When their husbands returned the mothers' hearts were heavy, and their faces were sad. The mothers told their husbands how Gooloo had persuaded them to go hunting, promising that if they did go hunting, that Gooloo would feed the hungry Wahroogahs, and care for them while the women were away, and the women wailed again for their poor Wahroogahs.

The women told how they had listened to Gooloo's words and gone. Gooloo had told the truth of the plenty around them, and their comebees and goolays were full of fruits and spoils they had gathered, but they came home with laden comebees and goolays only to find their children and Gooloo gone without a trace, but at times they heard a sound as of children wailing.


The men said: "What kind of mothers are you to leave your young with a stranger, and that stranger a Gooloo, who are a treacherous race? Did we not go forth to obtain food for you and our children? Did you ever see your husbands return from the chase empty handed? Then why, when you knew we were hunting, did you leave our helpless ones to a stranger? Evil indeed is the time that has come when a mother forgets her child. Stay in the camp while we go forth to hunt for our lost Wahroogahs. Heavy will be our hands on you women if we return without them."
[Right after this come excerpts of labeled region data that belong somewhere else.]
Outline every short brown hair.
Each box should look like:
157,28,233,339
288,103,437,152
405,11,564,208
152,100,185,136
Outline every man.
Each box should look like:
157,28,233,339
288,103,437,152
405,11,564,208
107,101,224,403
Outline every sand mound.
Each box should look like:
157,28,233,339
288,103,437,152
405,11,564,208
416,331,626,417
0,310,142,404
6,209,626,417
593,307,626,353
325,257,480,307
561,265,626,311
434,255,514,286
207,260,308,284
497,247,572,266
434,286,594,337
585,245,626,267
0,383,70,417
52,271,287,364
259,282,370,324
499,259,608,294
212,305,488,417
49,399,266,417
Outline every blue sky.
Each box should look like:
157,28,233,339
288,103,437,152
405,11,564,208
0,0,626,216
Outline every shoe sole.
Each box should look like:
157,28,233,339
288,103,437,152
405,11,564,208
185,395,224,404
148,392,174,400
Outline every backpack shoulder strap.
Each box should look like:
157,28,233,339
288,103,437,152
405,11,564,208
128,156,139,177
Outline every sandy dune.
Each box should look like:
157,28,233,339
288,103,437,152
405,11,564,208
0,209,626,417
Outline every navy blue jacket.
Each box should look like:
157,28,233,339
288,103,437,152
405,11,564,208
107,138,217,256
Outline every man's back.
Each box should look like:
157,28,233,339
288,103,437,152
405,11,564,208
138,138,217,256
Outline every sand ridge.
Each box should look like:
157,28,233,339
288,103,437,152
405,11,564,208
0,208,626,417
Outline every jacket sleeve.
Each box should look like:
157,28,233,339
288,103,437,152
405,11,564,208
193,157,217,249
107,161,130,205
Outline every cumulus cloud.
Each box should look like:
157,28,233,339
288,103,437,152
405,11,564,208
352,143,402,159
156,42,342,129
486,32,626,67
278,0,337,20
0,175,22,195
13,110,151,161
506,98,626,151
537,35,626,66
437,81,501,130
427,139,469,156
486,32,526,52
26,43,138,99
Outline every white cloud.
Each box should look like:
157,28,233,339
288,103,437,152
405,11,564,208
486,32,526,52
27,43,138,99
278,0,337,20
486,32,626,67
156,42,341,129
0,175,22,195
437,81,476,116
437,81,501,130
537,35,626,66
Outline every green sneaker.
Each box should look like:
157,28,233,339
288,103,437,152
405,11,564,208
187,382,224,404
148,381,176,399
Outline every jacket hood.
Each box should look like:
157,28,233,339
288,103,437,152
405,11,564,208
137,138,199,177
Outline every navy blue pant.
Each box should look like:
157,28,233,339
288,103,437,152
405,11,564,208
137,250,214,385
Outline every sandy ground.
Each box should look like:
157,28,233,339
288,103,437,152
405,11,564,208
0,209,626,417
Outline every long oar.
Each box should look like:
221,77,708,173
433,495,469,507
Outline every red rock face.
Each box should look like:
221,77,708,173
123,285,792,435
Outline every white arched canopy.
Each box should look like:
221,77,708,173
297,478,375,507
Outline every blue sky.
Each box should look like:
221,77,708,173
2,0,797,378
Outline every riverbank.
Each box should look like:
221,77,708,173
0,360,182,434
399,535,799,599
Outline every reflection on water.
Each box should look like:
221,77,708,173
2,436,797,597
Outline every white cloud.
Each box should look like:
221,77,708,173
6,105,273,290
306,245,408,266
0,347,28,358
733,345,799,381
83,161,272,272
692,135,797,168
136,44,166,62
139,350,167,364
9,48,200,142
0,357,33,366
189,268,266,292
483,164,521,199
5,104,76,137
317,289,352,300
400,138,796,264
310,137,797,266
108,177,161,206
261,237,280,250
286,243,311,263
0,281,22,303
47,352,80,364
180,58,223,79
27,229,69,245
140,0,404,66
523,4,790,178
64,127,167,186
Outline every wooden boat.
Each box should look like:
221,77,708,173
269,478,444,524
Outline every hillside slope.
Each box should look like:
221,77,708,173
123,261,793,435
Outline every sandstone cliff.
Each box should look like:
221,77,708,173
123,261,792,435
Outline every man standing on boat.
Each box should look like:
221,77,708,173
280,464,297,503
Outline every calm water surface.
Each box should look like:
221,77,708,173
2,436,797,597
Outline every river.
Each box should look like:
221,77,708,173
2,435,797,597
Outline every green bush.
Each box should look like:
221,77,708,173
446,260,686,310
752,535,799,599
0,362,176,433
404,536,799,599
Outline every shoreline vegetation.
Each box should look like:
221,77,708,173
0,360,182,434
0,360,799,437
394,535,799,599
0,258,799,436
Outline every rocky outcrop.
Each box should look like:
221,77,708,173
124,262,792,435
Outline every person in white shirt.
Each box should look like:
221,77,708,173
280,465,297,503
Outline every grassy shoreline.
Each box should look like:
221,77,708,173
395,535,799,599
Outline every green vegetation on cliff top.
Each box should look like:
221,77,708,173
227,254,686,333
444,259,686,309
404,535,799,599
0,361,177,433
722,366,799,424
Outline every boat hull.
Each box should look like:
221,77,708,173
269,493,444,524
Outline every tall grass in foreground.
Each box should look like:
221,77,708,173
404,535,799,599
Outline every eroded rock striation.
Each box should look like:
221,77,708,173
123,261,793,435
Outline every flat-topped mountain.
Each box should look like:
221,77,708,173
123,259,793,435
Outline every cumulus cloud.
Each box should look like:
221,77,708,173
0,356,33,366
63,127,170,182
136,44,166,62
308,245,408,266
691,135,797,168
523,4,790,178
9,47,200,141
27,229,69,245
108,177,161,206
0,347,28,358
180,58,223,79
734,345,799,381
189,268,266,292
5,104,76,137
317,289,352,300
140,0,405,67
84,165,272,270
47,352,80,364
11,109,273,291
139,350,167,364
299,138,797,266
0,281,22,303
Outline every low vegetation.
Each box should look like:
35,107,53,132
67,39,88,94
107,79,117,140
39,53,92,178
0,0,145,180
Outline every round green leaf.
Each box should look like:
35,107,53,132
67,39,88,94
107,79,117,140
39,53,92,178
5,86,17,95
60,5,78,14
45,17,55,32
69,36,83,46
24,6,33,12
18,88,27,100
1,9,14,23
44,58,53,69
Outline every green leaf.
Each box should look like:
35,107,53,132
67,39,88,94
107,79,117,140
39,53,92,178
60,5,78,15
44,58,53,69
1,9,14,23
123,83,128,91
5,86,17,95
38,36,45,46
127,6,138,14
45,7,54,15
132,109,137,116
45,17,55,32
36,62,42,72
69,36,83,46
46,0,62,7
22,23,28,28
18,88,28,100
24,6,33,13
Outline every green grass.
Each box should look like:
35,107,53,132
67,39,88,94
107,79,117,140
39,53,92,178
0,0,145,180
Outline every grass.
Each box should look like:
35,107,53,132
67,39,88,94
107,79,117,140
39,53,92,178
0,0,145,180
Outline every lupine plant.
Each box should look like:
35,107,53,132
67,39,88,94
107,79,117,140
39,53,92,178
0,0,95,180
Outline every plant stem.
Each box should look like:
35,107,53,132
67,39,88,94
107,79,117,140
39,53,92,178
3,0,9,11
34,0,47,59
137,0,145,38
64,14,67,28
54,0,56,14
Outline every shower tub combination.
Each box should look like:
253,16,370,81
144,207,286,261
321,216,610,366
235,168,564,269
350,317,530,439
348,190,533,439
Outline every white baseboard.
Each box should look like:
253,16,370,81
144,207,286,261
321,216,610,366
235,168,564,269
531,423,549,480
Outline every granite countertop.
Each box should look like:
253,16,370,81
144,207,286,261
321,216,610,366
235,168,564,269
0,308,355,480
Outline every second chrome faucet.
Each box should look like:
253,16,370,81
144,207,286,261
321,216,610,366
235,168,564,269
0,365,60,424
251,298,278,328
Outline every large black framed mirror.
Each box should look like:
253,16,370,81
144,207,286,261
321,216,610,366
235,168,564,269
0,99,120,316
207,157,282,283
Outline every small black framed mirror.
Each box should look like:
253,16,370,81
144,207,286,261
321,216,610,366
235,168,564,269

The men hunted the bush for miles, but found no trace of the lost Wahroogahs, although at times the men too heard a noise of children's voices wailing.

Other than the wailing which echoed in the mothers' ears forever, no trace was found of the children. For many days the women sat in the camp mourning for their lost Wahroogahs, and beating their heads because they had listened to the voice of Gooloo.


Collected in 1897 by Mrs. K. Langloh Parker.